John Suayan, Galveston Bureau Jun. 6, 2013, 2:41pm

HOUSTON - A group of citizens pursues legal action against the Lone Star College System and its board of trustees over an election scheme they believe is problematic.

Recent court papers filed June 4 in the Houston Division of the Southern District of Texas argue that the defendants' at-large scheme disenfranchises minority voters.
The college system's board has nine members who are elected at-large.

The lawsuit shows 32 per cent of Latino Americans and 16 per cent of African Americans are among the Lone Star College System's population of 1,780,850, but despite the figures and a huge enrollment of minority students, "there is a lack of proportional representation by minority supported candidates."

According to the original petition, no Latino candidate has ever been elected to the board while a few black candidates have earned a seat.

In a recent contest, an African American board chair lost while an Anglo-supported candidate prevailed, the suit says.

The plaintiffs assert the current scheme "has the effect of preventing African American and Latino citizens from electing and retaining the candidates of their choice."

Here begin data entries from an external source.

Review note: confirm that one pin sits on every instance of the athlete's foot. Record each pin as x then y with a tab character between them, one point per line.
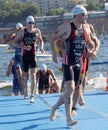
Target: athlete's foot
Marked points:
53	114
32	99
81	103
73	113
71	123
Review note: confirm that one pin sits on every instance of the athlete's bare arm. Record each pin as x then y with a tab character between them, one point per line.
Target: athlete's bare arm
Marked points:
95	39
39	36
60	35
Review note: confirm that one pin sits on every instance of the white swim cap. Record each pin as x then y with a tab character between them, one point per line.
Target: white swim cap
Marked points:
79	9
19	25
43	67
30	19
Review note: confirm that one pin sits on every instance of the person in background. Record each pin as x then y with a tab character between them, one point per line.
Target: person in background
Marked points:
86	58
46	80
12	70
18	51
28	37
75	39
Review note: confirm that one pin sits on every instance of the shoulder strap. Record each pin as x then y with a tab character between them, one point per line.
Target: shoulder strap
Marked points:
72	32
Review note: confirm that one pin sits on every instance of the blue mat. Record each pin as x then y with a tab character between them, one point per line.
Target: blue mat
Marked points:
18	114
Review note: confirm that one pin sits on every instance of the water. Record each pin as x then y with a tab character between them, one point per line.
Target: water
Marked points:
96	78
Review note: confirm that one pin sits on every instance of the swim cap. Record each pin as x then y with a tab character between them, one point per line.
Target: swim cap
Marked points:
19	25
43	67
30	19
79	9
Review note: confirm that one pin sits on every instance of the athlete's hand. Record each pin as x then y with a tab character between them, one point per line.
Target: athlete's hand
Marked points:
41	50
28	47
54	57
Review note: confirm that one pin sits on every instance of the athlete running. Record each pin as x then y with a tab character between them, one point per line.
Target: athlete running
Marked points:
75	38
28	37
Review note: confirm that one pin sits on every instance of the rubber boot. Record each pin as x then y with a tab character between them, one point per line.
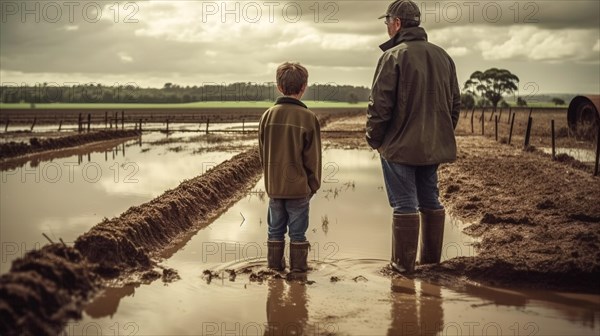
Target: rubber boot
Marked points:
275	257
299	256
405	238
432	235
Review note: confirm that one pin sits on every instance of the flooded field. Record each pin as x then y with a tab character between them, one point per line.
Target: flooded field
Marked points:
347	290
64	194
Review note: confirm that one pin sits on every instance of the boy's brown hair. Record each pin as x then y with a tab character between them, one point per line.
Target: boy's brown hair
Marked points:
291	77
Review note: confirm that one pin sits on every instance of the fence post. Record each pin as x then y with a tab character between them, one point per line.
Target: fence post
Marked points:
597	152
528	132
472	116
512	124
482	124
496	127
553	140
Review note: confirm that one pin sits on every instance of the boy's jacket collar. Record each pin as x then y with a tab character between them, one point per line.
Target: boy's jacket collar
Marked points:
289	100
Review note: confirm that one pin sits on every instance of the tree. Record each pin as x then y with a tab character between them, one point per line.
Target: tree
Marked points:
492	84
467	101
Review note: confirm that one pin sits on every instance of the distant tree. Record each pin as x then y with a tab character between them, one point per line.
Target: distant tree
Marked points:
353	98
492	84
467	101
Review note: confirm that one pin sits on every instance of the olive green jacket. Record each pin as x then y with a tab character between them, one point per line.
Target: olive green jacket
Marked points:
415	101
290	149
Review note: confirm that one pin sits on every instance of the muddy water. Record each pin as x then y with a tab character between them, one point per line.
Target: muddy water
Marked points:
64	194
344	293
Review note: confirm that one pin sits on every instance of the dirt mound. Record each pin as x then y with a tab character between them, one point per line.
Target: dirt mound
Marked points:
49	286
12	149
44	288
537	218
128	242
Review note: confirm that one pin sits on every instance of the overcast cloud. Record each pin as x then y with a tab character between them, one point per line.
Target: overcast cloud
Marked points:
553	44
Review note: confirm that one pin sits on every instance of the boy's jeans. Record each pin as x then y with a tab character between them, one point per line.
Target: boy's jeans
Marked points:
284	213
410	188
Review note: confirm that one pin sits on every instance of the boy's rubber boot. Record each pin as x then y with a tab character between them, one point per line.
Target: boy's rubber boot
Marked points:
432	235
405	239
299	256
275	258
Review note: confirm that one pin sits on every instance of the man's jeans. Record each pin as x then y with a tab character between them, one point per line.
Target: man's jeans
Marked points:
288	213
410	188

"The at-large election scheme was developed with the purpose, and has the effect, of minimizing and reducing the voting strength of minority populations in the Lone Star College System voting area," the original petition says.

It adds the plan violates the Voting Rights Act as well as the Constitution in that the complainants and minority voters "are denied an equal opportunity to participate effectively in the political process."

A declaratory judgment is sought.

Attorney Chad W. Dunn of Brazil & Dunn in Houston is representing the plaintiffs.